Mel_Lerion · 1.5K Views

The Last Broadcast

In the remote, fog-shrouded town of Millhaven, superstition holds sway, and silence is salvation. Embarrassed radio DJ Jack Mercer is back in his hometown in one final attempt at salvaging his career, going live on a Halloween broadcast to reveal the town's darkest tale: the Revenant, a ghost said to take one soul every decade. But Millhaven's inhabitants—tightly lipped and haunted by centuries of guilt—won't talk about the curse, forcing Jack to rummage through decaying archives and deserted buildings for clues. When he discovers a decades-old diary of Evelyn Carter, a woman who disappeared while searching for the Revenant, Jack learns a chilling truth: the villagers' forebears summoned the creature, sacrificing lives for temporary peace.
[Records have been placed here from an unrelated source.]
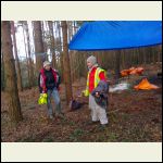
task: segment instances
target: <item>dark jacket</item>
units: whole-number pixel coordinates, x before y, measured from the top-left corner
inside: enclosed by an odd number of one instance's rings
[[[46,79],[46,87],[47,89],[53,89],[59,88],[59,85],[61,84],[61,76],[59,75],[59,72],[57,72],[57,82],[54,80],[53,74],[52,74],[52,70],[50,71],[46,71],[45,70],[45,75],[47,77]],[[38,86],[39,86],[39,91],[42,92],[42,87],[41,87],[41,73],[39,73],[38,76]]]
[[[96,97],[96,92],[99,93],[99,97]],[[109,84],[104,80],[100,80],[91,95],[95,97],[97,104],[105,109],[108,106]]]

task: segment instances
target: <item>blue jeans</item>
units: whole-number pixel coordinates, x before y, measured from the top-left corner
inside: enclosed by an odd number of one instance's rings
[[[52,110],[52,105],[51,105],[51,96],[54,100],[55,103],[55,114],[60,114],[61,113],[61,100],[60,100],[60,96],[59,96],[59,91],[57,88],[54,89],[48,89],[47,91],[48,93],[48,114],[52,115],[53,114],[53,110]]]

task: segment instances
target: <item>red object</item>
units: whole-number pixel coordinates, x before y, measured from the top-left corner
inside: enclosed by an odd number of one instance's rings
[[[96,74],[97,67],[93,67],[89,74],[89,92],[91,92],[95,89],[95,74]],[[101,80],[106,80],[104,76],[104,72],[101,72],[99,74],[99,77]]]
[[[54,77],[54,82],[57,83],[57,72],[55,72],[53,68],[51,68],[51,71],[52,71],[52,75],[53,75],[53,77]],[[43,79],[41,87],[42,87],[43,91],[47,92],[47,87],[46,87],[46,79],[47,79],[47,76],[46,76],[46,74],[45,74],[45,68],[42,68],[42,70],[40,71],[40,73],[41,73],[42,79]]]

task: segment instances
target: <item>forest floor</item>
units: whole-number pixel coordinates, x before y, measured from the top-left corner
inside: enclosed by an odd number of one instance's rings
[[[38,88],[20,92],[24,120],[13,128],[9,123],[8,100],[1,92],[1,141],[2,142],[161,142],[162,141],[162,79],[156,76],[160,65],[146,65],[145,74],[155,90],[123,90],[109,96],[109,125],[90,125],[87,98],[77,98],[85,89],[85,79],[73,84],[74,97],[86,102],[79,110],[70,112],[65,103],[64,87],[60,91],[63,118],[49,120],[47,106],[38,105]],[[124,79],[137,85],[142,76]]]

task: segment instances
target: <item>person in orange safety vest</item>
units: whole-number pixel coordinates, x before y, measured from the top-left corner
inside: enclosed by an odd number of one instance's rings
[[[106,108],[97,104],[91,92],[97,88],[98,84],[103,80],[106,83],[105,71],[98,66],[96,57],[91,55],[87,59],[88,76],[86,90],[83,91],[85,97],[89,96],[89,109],[91,110],[91,122],[99,122],[102,126],[108,124]],[[96,92],[96,98],[100,97]]]

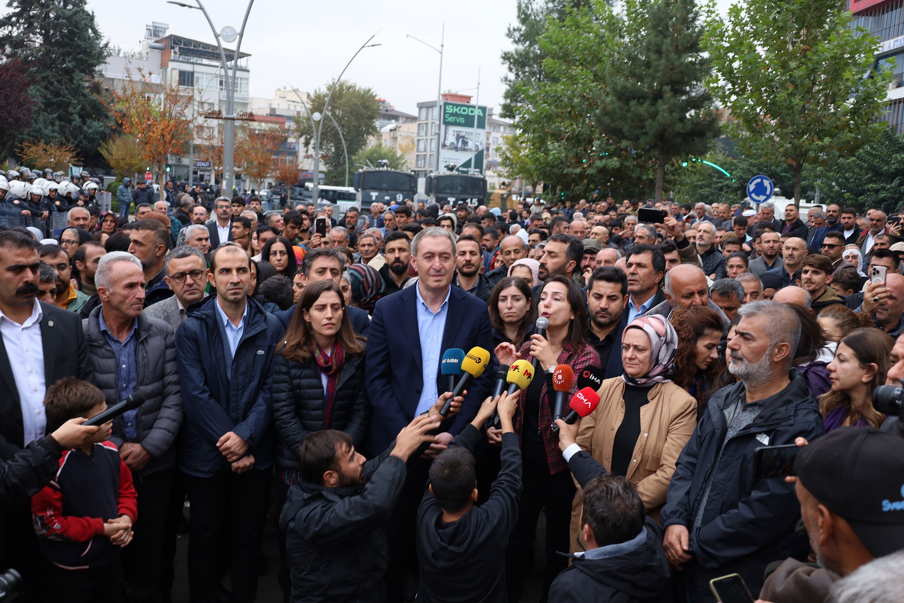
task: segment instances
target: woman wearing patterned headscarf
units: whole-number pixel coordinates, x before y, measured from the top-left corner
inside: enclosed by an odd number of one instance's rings
[[[647,514],[657,520],[675,461],[697,424],[697,400],[672,381],[677,350],[678,334],[664,316],[635,318],[622,334],[625,372],[603,381],[599,405],[581,419],[577,439],[607,471],[634,482]],[[572,543],[580,501],[579,493]]]

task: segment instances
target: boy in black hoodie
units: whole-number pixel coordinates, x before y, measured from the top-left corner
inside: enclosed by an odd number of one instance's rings
[[[503,427],[502,468],[490,497],[479,507],[474,445],[493,414],[487,398],[471,424],[429,469],[429,487],[418,508],[418,601],[506,603],[505,547],[518,520],[521,449],[512,427],[519,392],[498,399]]]
[[[584,491],[579,538],[585,551],[556,576],[549,603],[666,603],[669,564],[663,530],[650,519],[636,487],[575,444],[574,425],[556,421],[559,448]]]

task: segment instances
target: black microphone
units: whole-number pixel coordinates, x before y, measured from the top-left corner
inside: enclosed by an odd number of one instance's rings
[[[89,427],[103,425],[107,421],[116,419],[127,410],[134,410],[144,403],[145,394],[140,391],[134,391],[126,396],[126,400],[122,400],[118,404],[114,404],[101,413],[94,415],[82,423],[82,425],[87,425]]]
[[[506,378],[508,377],[508,370],[509,370],[508,364],[500,364],[499,370],[496,371],[496,385],[493,390],[494,400],[495,400],[496,396],[501,396],[503,395],[503,392],[505,391],[505,383],[507,382]],[[489,427],[495,425],[497,420],[499,420],[499,411],[494,410],[493,414],[490,415],[490,418],[486,419],[485,423],[484,423],[484,429],[485,429]]]
[[[546,328],[549,325],[550,325],[549,319],[545,318],[544,316],[537,318],[537,324],[536,324],[537,334],[542,337],[546,337]],[[533,370],[536,372],[540,367],[540,359],[534,356],[534,358],[531,360],[531,364],[533,366]]]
Jack knows the Revenant is no legend as his broadcast plans come apart—equipment breaking down, figures haunting the abandoned town hall. It's alive. And it's hungry. Halloween night, Jack's live broadcast, and the town's suppressed transgressions boil over. The listeners are overwhelmed by shrieked voices through static images of their worst regrets. Cornered in the hall with the Revenant's claws around his throat, Jack is presented with a terrible decision: die to shatter the cycle or escape, dooming Millhaven to perpetual suffering. But the Revenant has an endless hunger, and Jack's broadcast—a twisted, repeating scream—could have released the curse into the world. A terrifying investigation of guilt, complicity, and the price of truth, The Last Broadcast poses the question: What if the things we bury never die? And what if the horror we dread most is the horror we've already become?